Location: Zoom Webinar

Date: Thursday 7 May 2020

Time: 16:00 - 17:30

RSVP:  Register here. After registering, you will receive a confirmation email containing information about joining the webinar.

 

 

Speaker: Professor Arthur Schafer, Founding Director of the Centre for Professional and Applied Ethics, University of Manitoba.

From 1985 – 2015, he was the Centre’s Director. Arthur Schafer is also a Full Professor in the Department of Philosophy and an Ethics Consultant for the Department of Child Health at the Winnipeg Regional Health Authority.  For ten years he was Head of the Section of Bio-Medical Ethics in the Faculty of Medicine of the University of Manitoba.  He has served as Visiting Scholar Green College, Oxford.

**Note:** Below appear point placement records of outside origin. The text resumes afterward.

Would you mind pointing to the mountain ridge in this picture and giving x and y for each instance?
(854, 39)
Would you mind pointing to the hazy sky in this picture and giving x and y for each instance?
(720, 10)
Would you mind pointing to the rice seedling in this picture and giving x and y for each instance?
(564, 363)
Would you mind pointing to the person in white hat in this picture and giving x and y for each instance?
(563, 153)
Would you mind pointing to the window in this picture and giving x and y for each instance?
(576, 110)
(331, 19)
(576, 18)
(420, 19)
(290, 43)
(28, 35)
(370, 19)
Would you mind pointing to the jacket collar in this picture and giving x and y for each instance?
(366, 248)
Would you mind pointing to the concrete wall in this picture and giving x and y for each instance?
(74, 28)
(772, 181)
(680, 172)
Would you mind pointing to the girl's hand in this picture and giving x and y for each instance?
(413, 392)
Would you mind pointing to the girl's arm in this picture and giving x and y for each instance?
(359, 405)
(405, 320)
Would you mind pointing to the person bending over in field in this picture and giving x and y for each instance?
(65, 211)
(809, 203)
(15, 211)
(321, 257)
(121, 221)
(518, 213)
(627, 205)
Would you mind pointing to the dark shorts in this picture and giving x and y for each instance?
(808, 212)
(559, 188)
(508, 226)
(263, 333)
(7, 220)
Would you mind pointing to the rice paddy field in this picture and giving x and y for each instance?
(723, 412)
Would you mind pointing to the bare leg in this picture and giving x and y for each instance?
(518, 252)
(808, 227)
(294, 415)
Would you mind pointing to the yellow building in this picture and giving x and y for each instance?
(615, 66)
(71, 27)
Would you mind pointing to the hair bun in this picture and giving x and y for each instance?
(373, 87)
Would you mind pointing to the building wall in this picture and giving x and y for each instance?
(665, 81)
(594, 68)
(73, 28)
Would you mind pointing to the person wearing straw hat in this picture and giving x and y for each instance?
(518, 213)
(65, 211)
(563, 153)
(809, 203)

Arthur Schafer has published widely in the fields of moral, social, and political philosophy.  He is author of The Buck Stops Here: Reflections on moral responsibility, democratic accountability and military values, and co-editor of Ethics and Animal Experimentation. He is also co-editor of Fragile Freedoms: The Global Struggle for Human Rights. His curriculum vitae lists more than 80 scholarly articles and book chapters, covering a wide range of topics, with a special focus on issues in professional and bio-medical ethics, business and environmental ethics.  He has made several hundred conference presentations in Canada and abroad, and has written dozens of newspaper articles for The Globe and Mail, The Toronto Star, The Medical Post, and The Sunday Times (London).

 

Abstract: In June of 2016 the Canadian Parliament passed legislation (Bill-14) legalizing MAiD: medical assistance in dying. Subject to various restrictions, both mercy killing and medically assisted suicide are now legal in Canada.

The contours of the Canadian euthanasia debate will be described, with special focus on the ethical issues that remain most controversial. 

Two salient Canadian Supreme Court decisions will be analysed: Rodriguez (1993) and Carter (2015), as well as more recent constitutional challenges. 

The presentation will conclude by outlining the further legal changes that are likely to (or that should) occur in the reasonably near future.